To commemorate the launch, a team from the Institute and scientists from the A*STAR’s Genome Institute of Singapore unveiled the genomic make-up of Singapore’s national flower, the Papilionanthe Miss Joaquim. The orchid’s genome consists of approximately 33,000 genes, and one of the plant extracts called vandaterosides is known to have biological activities that slow down the skin ageing process.
“Progression in science and medicine is often tied back to the environment and ecosystems we live in, and biodiversity medicine research will have a far-reaching impact on society. Tapping on the wealth of biodiversity in Southeast Asia and Singapore, my team and I hope to delve deep into studying the genetic make-up, nutritional and medicinal benefits of local and regional plants to better understand, prevent and fight diseases and even contribute to environmental and food sustainability,” said Professor Teh Bin Tean, Director, SingHealth Duke-NUS Institute of Biodiversity Medicine.
The new Institute launched with the backing of Verdant Foundation, which made a $5 million gift to support the Institute’s research programmes.
Ching Jianhong appointed Vice President of the Singapore Society for Mass Spectrometry
“During my term, I will try to raise awareness of mass spectrometry use, especially in the fields of proteomics and metabolomics, among academic, industry and governmental sectors. Mass spec and the omics have much to contribute in the fields of med tech, healthcare devices and even exciting initiatives like the National Precision Medicine Programme and the novel food sector. My hope is that all of us mass spectrometrists in Singapore will unite and contribute to a better future for society and people.”

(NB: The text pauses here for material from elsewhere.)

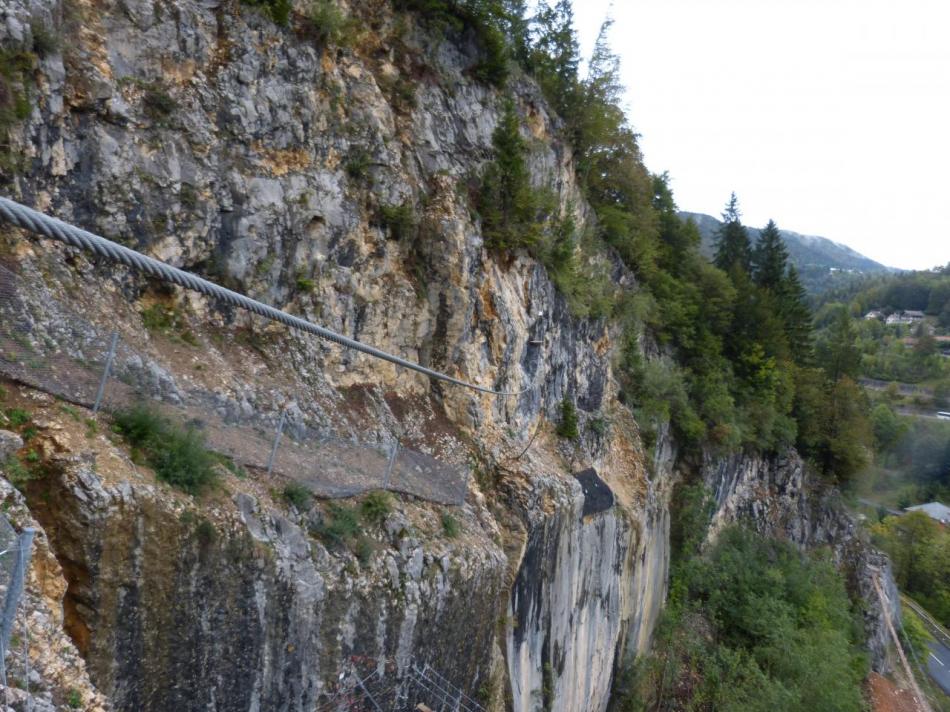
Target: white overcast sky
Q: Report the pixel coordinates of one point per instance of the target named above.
(830, 116)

Ching Jianhong, an assistant professor at Duke-NUS and a director of the School’s Metabolomics Research facility, on his election as Vice President of the Singapore Society for Mass Spectrometry.
Duke-NUS faculty on supporting younger researchers in their career plans
In a career feature published by Nature, Shirish Shenolikar, an emeritus professor at Duke-NUS, and his graduate student, Catherine Goh, talked about creating a supportive environment for younger researchers to pursue their career ambitions, no matter the views of the principal investigator (PI). Goh, who always dreamed of working in commercial science, found that as her PI, Shenolikar was more than supportive, even helping her secure a postdoctoral position at a biotech company in Germany.
“If you want your folks to succeed, you’ve got to get involved,” said Shenolikar, who was among an early group of faculty members who moved to Duke-NUS when the medical school was first set up.